To check the Unicode version of your current Elixir installation, run String.Unicode.version().

R1. Default Identifiers

The general Elixir identifier rule is specified as:

<Identifier> := <Start> <Continue>* <Ending>?

where <Start> uses the same categories as the spec but restricts them to the NFC form (see R6):

characters derived from the Unicode General Category of uppercase letters, lowercase letters, titlecase letters, modifier letters, other letters, letter numbers, plus Other_ID_Start, minus Pattern_Syntax and Pattern_White_Space code points

In set notation: [\p{L}\p{Nl}\p{Other_ID_Start}-\p{Pattern_Syntax}-\p{Pattern_White_Space}]

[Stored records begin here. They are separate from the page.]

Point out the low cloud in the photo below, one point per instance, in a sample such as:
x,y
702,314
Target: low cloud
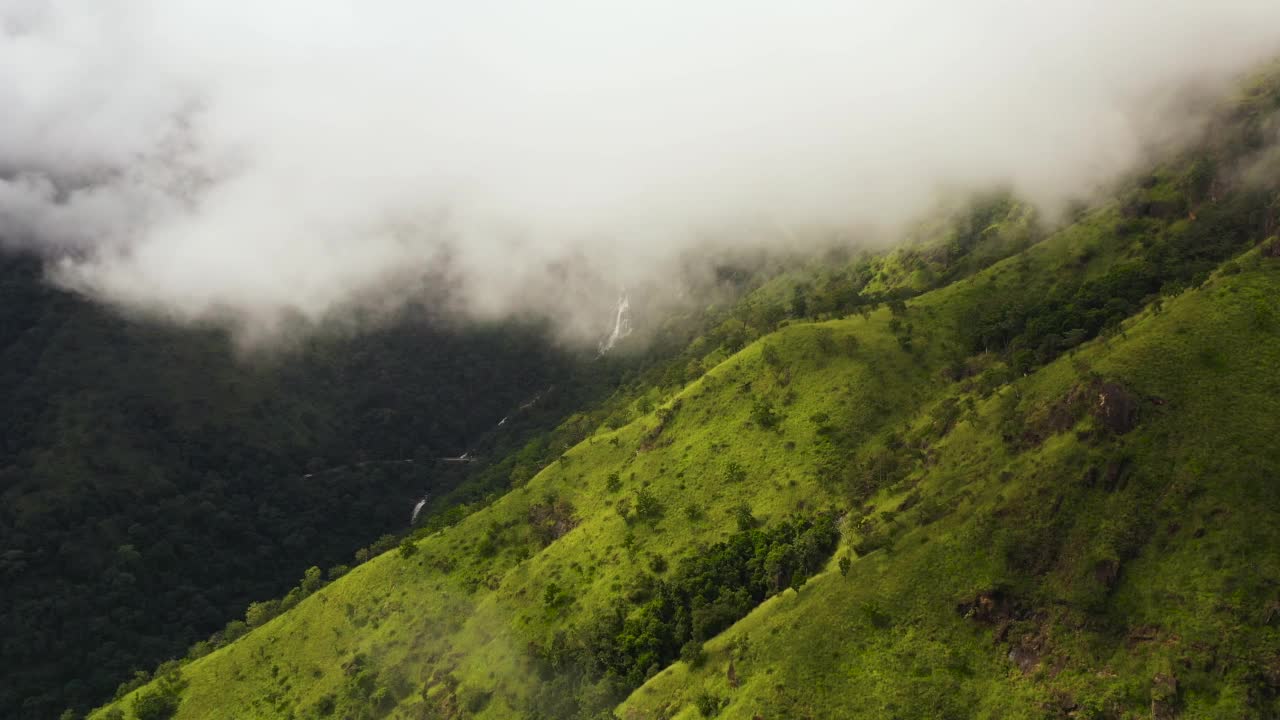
x,y
263,162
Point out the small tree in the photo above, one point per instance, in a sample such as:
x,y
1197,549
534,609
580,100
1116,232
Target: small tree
x,y
261,613
312,580
764,415
408,548
648,505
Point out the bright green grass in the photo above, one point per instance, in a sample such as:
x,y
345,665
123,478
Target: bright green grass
x,y
886,641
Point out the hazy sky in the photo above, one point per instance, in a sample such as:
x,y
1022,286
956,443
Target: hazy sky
x,y
231,158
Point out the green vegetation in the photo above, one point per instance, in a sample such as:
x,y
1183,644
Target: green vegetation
x,y
1001,470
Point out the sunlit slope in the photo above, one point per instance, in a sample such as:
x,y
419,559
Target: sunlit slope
x,y
988,519
469,602
1060,561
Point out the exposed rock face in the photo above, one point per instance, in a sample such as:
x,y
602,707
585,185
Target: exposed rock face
x,y
1164,697
1115,408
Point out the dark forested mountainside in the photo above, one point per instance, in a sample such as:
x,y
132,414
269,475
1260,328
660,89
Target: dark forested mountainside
x,y
152,483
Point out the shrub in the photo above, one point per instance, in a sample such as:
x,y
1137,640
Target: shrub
x,y
408,548
764,415
709,705
648,505
155,705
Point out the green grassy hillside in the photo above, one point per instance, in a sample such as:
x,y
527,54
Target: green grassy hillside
x,y
1033,483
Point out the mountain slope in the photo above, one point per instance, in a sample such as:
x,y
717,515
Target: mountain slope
x,y
1042,488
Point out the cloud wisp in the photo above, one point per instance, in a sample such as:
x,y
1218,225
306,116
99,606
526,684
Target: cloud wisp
x,y
261,162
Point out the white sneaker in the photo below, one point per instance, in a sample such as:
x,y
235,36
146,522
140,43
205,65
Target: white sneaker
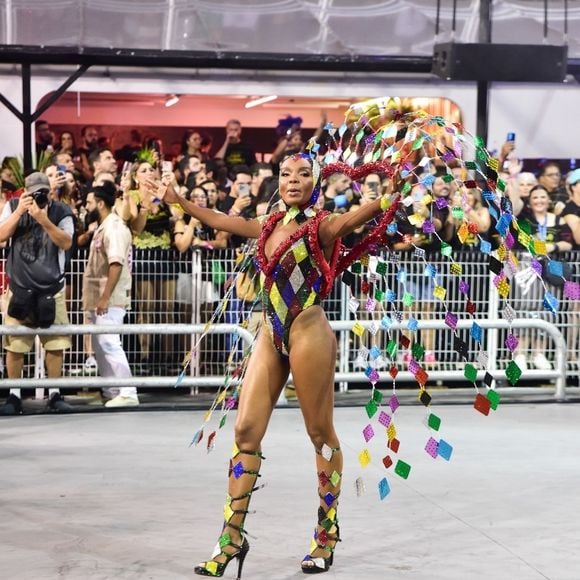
x,y
541,362
520,360
123,401
90,366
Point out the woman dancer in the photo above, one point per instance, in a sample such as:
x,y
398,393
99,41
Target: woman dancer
x,y
298,255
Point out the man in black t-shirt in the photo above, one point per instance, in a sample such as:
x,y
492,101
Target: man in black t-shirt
x,y
234,151
571,212
40,231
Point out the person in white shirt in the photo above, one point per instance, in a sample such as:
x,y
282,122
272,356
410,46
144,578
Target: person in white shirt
x,y
107,290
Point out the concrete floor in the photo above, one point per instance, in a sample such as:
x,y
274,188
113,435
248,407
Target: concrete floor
x,y
122,496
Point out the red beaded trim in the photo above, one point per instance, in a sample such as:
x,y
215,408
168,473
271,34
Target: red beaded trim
x,y
309,229
377,236
329,270
360,172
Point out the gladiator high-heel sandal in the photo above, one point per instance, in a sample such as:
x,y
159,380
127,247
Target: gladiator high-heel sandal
x,y
242,484
327,532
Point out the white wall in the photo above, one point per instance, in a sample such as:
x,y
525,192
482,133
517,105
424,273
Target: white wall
x,y
545,118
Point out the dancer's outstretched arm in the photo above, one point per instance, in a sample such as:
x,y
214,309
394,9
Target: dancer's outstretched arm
x,y
337,227
240,226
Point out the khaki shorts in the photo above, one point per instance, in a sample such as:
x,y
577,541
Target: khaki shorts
x,y
22,344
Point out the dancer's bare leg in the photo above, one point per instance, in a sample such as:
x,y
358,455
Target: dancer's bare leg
x,y
312,360
265,377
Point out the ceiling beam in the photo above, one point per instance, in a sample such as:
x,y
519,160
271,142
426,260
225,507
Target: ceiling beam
x,y
61,55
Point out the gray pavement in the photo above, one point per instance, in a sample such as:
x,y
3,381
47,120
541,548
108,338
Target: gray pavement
x,y
121,495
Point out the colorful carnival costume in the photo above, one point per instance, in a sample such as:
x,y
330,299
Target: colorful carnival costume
x,y
298,276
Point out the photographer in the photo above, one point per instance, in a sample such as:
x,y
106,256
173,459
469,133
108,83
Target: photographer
x,y
40,230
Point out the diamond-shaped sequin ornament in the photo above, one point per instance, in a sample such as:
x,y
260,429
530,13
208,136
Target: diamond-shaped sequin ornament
x,y
402,469
470,372
424,397
494,398
513,373
434,422
364,457
238,470
451,320
329,499
432,447
384,419
326,452
511,342
481,404
335,478
444,450
476,332
509,313
368,432
384,488
371,408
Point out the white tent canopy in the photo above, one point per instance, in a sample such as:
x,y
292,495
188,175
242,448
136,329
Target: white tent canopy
x,y
341,27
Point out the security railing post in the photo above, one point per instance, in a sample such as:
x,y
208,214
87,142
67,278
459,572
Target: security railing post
x,y
343,360
492,314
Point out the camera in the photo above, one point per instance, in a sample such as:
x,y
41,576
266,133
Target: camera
x,y
40,196
244,189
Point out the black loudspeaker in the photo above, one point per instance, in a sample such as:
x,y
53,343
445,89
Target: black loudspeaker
x,y
500,62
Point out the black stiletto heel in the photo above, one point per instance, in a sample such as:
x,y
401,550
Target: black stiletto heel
x,y
241,559
217,569
327,532
235,510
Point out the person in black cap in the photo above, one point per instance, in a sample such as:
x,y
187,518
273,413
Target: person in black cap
x,y
40,231
107,289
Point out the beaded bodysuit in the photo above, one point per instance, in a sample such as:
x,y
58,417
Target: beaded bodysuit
x,y
296,277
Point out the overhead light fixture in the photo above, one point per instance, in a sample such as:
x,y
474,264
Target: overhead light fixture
x,y
172,100
260,101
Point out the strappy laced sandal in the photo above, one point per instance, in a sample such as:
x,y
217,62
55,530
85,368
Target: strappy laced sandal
x,y
327,532
235,512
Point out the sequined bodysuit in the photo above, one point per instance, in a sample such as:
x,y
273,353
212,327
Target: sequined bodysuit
x,y
296,277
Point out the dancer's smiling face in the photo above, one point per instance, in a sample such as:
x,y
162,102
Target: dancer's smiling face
x,y
296,181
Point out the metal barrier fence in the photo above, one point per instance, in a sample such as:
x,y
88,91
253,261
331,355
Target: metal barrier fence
x,y
343,376
172,289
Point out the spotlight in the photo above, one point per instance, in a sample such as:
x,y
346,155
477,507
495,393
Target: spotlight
x,y
260,101
172,100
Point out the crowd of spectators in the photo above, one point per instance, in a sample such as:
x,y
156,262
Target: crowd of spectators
x,y
231,180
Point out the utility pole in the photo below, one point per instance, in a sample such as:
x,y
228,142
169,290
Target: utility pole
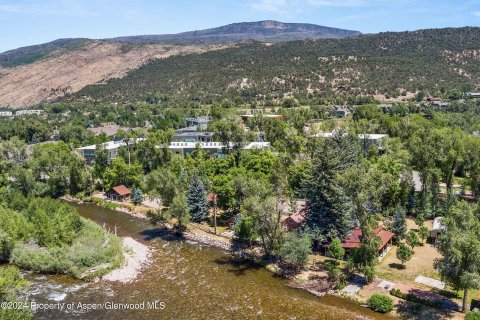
x,y
215,211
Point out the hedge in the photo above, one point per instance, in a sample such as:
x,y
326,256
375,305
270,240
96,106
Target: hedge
x,y
380,303
413,298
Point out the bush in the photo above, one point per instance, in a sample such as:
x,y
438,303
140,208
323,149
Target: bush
x,y
380,303
413,298
472,316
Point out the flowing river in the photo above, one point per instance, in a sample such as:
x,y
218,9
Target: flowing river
x,y
189,280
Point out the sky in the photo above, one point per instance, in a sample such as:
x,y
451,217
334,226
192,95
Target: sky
x,y
28,22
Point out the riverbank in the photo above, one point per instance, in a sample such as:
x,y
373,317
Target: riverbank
x,y
137,257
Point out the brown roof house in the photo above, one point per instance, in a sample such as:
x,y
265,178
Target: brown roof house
x,y
118,193
353,240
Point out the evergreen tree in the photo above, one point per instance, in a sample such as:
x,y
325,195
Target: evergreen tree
x,y
411,201
404,253
399,226
197,199
330,209
137,196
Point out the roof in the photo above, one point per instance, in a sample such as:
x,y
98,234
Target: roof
x,y
298,217
121,190
353,240
109,129
438,224
417,181
372,136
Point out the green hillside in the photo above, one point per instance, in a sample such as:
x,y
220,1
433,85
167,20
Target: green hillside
x,y
386,63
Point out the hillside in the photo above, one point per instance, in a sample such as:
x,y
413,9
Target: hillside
x,y
382,65
263,30
272,31
69,71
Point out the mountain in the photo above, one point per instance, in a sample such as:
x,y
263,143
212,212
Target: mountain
x,y
262,31
385,65
272,31
30,54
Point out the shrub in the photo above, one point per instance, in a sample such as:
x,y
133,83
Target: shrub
x,y
413,298
472,316
380,303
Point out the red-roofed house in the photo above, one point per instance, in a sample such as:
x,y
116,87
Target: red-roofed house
x,y
118,193
294,221
353,240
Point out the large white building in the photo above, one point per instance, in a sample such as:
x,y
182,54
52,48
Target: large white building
x,y
216,149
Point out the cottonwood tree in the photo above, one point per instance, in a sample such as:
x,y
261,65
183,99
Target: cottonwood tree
x,y
459,245
330,209
268,220
404,253
399,227
197,199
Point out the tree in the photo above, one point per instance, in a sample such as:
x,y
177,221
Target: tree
x,y
399,226
197,199
179,211
336,251
412,239
268,219
137,196
380,303
296,248
11,286
404,253
246,228
459,245
423,232
330,209
122,173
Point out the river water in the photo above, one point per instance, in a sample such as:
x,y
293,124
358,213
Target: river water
x,y
188,281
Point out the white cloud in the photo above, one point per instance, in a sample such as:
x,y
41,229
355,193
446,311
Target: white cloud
x,y
337,3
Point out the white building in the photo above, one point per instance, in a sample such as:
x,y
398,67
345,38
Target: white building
x,y
216,149
111,147
6,114
366,139
28,112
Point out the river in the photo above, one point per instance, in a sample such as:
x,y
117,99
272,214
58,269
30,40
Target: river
x,y
190,280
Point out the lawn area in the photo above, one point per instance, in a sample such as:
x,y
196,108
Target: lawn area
x,y
390,267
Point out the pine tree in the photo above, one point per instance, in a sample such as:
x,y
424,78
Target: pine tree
x,y
197,199
330,209
137,196
399,226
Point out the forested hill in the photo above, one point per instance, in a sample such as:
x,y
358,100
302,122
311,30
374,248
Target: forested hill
x,y
261,30
386,64
271,31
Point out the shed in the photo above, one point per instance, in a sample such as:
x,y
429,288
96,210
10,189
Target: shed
x,y
437,228
118,193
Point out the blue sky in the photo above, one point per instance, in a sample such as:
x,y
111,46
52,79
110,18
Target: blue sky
x,y
27,22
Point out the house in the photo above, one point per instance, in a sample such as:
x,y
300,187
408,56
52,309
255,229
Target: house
x,y
112,147
186,136
367,140
216,149
110,129
6,114
294,221
437,228
245,117
118,193
28,112
200,122
385,107
475,95
353,240
342,112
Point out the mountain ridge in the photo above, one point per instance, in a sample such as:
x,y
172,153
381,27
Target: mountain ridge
x,y
267,30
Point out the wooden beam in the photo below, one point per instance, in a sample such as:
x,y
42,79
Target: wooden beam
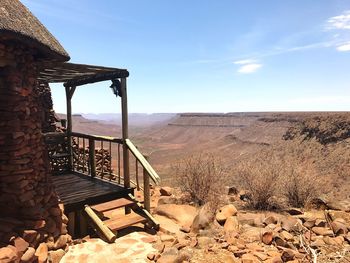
x,y
146,189
69,94
83,80
92,159
71,224
125,135
107,233
145,164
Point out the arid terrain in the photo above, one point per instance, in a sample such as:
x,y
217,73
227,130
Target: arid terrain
x,y
235,137
245,187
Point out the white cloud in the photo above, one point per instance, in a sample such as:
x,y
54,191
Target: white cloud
x,y
344,47
339,22
244,61
249,68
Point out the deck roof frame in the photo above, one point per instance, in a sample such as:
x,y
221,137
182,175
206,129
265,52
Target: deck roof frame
x,y
73,75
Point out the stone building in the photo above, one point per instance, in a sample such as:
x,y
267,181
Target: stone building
x,y
32,225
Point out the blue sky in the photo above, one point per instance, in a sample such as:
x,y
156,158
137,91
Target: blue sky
x,y
207,56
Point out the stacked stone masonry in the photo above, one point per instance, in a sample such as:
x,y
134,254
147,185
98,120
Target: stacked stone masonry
x,y
32,223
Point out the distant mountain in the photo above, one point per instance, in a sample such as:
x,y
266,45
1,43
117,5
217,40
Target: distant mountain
x,y
135,119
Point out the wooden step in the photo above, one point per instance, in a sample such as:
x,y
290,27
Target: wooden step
x,y
124,221
115,204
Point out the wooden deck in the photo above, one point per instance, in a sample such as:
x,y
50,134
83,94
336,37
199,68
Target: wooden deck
x,y
76,190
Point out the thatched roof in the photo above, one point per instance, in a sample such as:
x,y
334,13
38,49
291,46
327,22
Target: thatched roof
x,y
18,23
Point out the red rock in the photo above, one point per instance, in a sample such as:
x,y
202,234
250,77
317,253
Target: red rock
x,y
339,228
42,252
55,211
28,256
56,255
7,255
231,224
267,237
20,244
61,241
225,212
270,220
323,231
166,191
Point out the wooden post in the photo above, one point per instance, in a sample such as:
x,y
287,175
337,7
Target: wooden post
x,y
82,224
146,190
71,224
69,95
92,159
125,134
108,234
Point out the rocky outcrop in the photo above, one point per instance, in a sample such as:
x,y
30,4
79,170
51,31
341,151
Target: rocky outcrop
x,y
30,212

and <Continue> uses the same categories as the spec but restricts them to the NFC form (see R6):

ID_Start characters, plus characters having the Unicode General Category of nonspacing marks, spacing combining marks, decimal number, connector punctuation, plus Other_ID_Continue, minus Pattern_Syntax and Pattern_White_Space code points.

In set notation: [\p{ID_Start}\p{Mn}\p{Mc}\p{Nd}\p{Pc}\p{Other_ID_Continue}-\p{Pattern_Syntax}-\p{Pattern_White_Space}]

<Ending> is an addition specific to Elixir that includes only the code points ? (003F) and ! (0021).

The spec also provides a <Medial> set but Elixir does not include any character on this set. Therefore the identifier rule has been simplified to consider this.

Elixir does not allow the use of ZWJ or ZWNJ in identifiers and therefore does not implement R1a. R1b is guaranteed for backwards compatibility purposes.

Atoms

Unicode atoms in Elixir follow the identifier rule above with the following modifications:

<Start> includes the code point _ (005F)
<Continue> includes the code point @ (0040)

Note that all Elixir operators are also valid atoms. Therefore :+, :@, :|>, and others are all valid atoms. The full description of valid atoms is available in the Syntax Reference, this document covers only the rules for identifier-based atoms.

Variables

Variables in Elixir follow the identifier rule above with the following modifications:

<Start> includes the code point _ (005F)
<Start> must not include Lu (letter uppercase) and Lt (letter titlecase) characters

R3. Pattern_White_Space and Pattern_Syntax Characters

Elixir supports only code points \t (0009), \n (000A), \r (000D) and \s (0020) as whitespace and therefore does not follow requirement R3. R3 requires a wider variety of whitespace and syntax characters to be supported.

R6. Filtered Normalized Identifiers

Identifiers in Elixir are case sensitive.

Elixir requires all atoms and variables to be in NFC form. Any other form will fail with a relevant error message. Quoted-atoms and strings can, however, be in any form and are not verified by the parser.

In other words, the atom :josé can only be written with the code points 006A 006F 0073 00E9. Using another normalization form will lead to a tokenizer error. On the other hand, :"josé" may be written as 006A 006F 0073 00E9 or 006A 006F 0073 0065 0301, since it is written between quotes.